Once again it was a privilege to be out early. A privilege too to descend from the former Great Eastern Hotel to the platforms at Liverpool Street for an early train - an experience I've long coveted and was glad to finally manage. The vast building edges Liverpool Street, wrapping a modern, sleek hotel inside a Victorian marvel and losing none of its charm in the process. Somewhere in the core of this network of restaurants, ballrooms and corridors was a hidden Masonic Temple which doubled as a venue. It felt like a strangely magical place, with signs which were projected onto period walls and ceilings which disappeared into the tall core of the building. Outside was a dark but thankfully dry street with only a short stretch of moderately grease-slicked pavement to navigate past McDonalds and into the station entrance. Largely free of Crossrail works at last, the hotel has regained its splendour and a little of its mystery. Many of my adventurous excursions had started and ended here at Liverpool Street - but perhaps never quite so early or in such style. After finding food and coffee I boarded the train to Enfield Town. There was a dull flicker of light in the sky, and a surprising crowd developed on the train as we sped north along the Lea Valley. My plan for today had only formed in the last few hours before sleep - there was unfinished business in the north, indeed not far from the origins of my most recent river walk...
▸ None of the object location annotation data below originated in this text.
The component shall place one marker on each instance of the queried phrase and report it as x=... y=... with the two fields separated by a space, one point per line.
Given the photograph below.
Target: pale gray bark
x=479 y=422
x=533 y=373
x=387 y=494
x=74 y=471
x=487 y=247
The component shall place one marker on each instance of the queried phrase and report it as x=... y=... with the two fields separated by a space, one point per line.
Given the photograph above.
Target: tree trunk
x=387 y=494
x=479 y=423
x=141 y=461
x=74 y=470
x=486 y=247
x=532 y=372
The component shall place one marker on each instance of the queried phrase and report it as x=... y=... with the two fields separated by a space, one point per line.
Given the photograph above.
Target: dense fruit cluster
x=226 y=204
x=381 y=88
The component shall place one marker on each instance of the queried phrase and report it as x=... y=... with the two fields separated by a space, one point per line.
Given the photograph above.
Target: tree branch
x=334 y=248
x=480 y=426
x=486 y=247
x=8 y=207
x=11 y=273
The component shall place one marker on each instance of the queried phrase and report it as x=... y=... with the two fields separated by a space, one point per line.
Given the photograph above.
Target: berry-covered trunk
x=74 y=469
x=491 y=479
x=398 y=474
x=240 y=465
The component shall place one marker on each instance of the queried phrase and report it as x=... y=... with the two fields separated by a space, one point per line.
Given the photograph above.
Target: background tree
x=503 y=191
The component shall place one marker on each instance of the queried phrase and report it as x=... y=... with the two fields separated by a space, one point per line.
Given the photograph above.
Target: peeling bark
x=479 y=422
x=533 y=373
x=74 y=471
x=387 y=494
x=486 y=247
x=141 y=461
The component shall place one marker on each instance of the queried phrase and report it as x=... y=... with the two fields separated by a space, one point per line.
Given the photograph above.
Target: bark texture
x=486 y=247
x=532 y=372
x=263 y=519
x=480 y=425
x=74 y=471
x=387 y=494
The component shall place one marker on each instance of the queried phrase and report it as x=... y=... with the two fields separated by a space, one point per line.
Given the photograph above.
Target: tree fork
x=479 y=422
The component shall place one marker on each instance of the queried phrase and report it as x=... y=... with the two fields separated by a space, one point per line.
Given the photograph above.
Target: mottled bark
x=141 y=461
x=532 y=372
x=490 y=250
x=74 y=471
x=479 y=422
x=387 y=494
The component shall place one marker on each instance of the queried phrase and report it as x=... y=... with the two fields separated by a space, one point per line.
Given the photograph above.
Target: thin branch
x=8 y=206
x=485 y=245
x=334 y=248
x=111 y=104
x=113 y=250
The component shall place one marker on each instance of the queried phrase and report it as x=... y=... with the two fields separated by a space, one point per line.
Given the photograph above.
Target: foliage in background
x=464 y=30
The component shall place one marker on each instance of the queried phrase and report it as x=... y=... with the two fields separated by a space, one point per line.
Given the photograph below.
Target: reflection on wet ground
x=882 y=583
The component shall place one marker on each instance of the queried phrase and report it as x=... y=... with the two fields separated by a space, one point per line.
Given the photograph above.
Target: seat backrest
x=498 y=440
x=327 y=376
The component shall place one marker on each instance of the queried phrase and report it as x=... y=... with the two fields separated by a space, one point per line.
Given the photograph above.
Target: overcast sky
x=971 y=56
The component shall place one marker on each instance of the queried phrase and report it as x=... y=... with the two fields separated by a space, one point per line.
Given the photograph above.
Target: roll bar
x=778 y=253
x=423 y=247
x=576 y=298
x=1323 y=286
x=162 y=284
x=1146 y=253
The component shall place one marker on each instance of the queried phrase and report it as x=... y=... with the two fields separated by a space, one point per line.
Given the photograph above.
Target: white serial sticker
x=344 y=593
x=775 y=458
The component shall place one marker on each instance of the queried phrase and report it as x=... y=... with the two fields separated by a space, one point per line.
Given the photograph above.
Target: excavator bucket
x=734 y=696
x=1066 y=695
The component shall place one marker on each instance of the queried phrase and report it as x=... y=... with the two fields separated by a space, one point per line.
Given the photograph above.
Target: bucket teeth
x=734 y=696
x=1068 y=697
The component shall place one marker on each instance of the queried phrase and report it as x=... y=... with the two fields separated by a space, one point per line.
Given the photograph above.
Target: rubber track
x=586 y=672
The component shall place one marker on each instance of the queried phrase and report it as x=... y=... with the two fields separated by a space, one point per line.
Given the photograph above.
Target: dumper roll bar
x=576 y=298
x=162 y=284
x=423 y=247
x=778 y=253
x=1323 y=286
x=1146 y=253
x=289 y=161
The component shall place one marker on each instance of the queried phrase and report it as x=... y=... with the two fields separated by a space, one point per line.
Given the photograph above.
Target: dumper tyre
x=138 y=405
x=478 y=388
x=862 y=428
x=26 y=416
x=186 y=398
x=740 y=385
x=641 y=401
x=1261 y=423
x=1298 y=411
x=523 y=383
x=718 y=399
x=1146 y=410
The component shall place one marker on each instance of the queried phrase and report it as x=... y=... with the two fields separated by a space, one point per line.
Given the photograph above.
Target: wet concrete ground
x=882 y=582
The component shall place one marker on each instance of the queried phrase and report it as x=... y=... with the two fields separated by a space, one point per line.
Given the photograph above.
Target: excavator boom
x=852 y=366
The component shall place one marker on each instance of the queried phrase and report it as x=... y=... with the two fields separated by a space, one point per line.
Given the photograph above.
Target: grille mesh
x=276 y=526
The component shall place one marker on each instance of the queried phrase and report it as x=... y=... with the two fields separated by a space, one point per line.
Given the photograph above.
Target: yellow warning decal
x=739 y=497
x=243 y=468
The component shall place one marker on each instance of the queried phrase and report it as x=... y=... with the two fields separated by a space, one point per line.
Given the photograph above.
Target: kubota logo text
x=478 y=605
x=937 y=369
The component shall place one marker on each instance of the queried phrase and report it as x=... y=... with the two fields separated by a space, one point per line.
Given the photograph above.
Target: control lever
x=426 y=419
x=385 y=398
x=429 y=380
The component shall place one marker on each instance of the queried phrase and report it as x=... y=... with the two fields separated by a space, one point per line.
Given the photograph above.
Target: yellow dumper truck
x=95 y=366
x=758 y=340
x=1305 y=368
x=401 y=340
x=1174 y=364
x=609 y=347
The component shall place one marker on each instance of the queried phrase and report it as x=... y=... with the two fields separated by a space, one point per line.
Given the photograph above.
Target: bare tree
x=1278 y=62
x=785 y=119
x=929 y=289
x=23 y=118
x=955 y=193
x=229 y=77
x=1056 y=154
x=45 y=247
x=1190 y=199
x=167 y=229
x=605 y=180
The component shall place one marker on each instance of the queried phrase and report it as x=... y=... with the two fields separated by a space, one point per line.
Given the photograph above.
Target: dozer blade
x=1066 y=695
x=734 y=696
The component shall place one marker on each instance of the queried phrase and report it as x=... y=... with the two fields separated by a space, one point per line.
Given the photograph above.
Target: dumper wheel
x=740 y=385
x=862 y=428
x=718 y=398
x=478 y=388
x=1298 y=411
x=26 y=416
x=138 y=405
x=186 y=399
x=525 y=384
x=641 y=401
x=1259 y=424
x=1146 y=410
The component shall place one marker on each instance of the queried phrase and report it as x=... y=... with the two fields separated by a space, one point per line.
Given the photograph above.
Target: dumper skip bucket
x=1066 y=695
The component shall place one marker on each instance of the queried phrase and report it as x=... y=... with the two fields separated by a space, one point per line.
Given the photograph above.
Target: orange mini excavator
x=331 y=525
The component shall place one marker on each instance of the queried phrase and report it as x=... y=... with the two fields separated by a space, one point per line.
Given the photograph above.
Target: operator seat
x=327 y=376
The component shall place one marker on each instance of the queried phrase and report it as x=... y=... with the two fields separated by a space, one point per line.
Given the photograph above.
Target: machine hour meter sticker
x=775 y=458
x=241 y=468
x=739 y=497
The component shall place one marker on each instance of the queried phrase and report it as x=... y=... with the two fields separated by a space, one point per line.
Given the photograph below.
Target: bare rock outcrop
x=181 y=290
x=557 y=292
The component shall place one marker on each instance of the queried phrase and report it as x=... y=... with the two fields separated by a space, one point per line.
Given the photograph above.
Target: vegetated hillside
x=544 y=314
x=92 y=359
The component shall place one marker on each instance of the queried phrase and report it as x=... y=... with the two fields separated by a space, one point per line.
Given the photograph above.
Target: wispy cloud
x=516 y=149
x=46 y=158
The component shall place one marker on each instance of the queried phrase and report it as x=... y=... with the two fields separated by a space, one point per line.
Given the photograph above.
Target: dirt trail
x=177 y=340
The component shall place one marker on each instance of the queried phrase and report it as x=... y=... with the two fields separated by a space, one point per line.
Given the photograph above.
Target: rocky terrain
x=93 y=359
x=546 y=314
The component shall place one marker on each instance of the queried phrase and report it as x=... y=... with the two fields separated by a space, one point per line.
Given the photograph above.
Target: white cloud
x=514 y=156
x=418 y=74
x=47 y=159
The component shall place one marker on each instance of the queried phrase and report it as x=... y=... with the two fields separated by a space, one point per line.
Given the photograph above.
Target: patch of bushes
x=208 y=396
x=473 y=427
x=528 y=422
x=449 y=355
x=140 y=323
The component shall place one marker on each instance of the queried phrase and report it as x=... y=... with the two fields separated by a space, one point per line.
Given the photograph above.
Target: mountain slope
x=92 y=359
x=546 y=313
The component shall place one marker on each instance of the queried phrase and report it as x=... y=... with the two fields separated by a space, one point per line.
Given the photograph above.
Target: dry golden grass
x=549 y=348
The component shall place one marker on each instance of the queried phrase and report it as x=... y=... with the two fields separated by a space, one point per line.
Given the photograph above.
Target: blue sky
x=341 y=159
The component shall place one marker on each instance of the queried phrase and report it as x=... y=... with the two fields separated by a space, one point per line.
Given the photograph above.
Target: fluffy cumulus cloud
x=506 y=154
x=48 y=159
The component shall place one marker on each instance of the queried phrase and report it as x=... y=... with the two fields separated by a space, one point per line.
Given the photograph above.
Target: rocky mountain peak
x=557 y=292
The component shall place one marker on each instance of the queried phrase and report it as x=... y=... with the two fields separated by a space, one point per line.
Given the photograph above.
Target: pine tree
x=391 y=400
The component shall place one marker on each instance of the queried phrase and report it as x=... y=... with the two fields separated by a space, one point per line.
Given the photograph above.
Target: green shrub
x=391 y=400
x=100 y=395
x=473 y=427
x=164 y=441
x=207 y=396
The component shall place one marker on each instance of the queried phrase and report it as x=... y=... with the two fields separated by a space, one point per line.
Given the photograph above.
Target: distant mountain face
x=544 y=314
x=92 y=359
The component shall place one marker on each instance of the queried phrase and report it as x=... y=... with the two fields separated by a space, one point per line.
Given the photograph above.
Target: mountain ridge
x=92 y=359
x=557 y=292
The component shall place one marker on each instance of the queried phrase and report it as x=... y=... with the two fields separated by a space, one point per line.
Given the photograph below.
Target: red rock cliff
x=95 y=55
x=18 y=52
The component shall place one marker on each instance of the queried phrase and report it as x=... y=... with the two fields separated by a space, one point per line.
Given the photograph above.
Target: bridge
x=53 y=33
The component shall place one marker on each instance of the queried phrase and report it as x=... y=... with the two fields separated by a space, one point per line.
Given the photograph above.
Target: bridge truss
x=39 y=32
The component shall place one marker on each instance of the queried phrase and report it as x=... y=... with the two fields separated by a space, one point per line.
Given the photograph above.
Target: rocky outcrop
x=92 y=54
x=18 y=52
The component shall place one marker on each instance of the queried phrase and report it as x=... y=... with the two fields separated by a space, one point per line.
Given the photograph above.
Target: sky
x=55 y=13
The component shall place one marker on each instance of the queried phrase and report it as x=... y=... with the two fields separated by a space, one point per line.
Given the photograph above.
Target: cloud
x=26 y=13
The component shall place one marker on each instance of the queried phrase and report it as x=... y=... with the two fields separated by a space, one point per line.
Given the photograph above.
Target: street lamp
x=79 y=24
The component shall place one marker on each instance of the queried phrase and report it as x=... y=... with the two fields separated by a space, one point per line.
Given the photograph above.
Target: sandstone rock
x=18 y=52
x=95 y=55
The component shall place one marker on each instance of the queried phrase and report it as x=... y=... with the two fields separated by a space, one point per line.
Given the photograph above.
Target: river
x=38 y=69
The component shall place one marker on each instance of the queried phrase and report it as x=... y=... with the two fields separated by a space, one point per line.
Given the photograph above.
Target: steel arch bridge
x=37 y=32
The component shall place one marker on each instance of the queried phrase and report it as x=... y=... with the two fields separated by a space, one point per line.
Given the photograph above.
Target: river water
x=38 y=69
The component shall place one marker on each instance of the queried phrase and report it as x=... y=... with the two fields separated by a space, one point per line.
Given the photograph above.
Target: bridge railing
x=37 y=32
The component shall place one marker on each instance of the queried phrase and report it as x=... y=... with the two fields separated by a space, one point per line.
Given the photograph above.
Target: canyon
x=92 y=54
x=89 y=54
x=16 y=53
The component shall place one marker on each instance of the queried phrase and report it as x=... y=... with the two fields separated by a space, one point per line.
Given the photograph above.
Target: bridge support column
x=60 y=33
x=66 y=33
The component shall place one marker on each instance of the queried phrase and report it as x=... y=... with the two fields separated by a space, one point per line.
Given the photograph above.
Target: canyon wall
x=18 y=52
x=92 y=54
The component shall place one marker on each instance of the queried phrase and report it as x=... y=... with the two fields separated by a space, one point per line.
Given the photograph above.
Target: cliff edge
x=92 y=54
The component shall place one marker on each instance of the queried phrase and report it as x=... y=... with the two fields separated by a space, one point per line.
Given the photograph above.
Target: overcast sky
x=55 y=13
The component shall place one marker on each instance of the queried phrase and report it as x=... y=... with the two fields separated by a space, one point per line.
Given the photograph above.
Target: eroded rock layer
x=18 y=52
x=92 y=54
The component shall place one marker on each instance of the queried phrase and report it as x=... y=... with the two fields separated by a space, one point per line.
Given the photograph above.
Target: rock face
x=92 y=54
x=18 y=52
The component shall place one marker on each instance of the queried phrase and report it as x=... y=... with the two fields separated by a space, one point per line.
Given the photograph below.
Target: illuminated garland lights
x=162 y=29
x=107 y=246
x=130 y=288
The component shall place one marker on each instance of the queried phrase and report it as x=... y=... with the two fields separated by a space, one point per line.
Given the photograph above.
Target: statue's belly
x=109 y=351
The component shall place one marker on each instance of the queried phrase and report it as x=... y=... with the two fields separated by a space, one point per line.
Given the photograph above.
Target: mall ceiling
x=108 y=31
Enfield was just waking up as I headed out of the station and into town. I slipped into a coffee shop which had opened minutes before and chugged one last hit of caffeine before setting off in earnest. The suburban High Street which I'd walked between Enfield Town and Enfield Chase stations once before was little changed, and felt less like London than ever. I began, counterintuitively by heading west. As I climbed towards the crossing of the New River, that ever present waterway which has slunk mistily through my recent wanders, I recalled my reaction at repeatedly crossing and re-crossing it on my prior visit - never realising quite what a central feature it would become in my wanderings years later. After the lines to Kings Cross passed overhead at Enfield Chase station, the road began to rise more steeply. I was climbing out of the broad Lea Valley, onto the heights that supply the tributaries on its western side, and which my recent perambulations have repeatedly haunted. The houses became larger and less cluttered together and looking back I could see Enfield sprawling east towards a green middle-distance on the other side of the valley. Ahead, the road dipped again into the gully driven by my target - the Salmons Brook. I'd rather foolishly decided that I needed to head for this crossing - somewhere between Enfield and Oakwood on the road to Cockfosters - for two reasons: firstly, because beyond here the brook meandered into open country and beyond to the M25 - this really was its first contact with London. Secondly, because I couldn't quite resist beginning a walk at a place called World's End. At the foot of the hill I found the brook passing under the surprisingly busy road via a brick bridge. Traffic hurled passed as I crossed to look into the misty middle distance beyond London. The brook curved away, hidden in a line of trees. South of the road it formed the boundary of an expensive and very private golf course. This was going to mean a long detour to pick up the route. In the event, World's End wasn't entirely as apocalyptic as it sounded - consisting mostly of a sprawlingly large chain pub and a rank of suburban shops. I plunged between them, into suburbia. My walk was beginning where the world ended...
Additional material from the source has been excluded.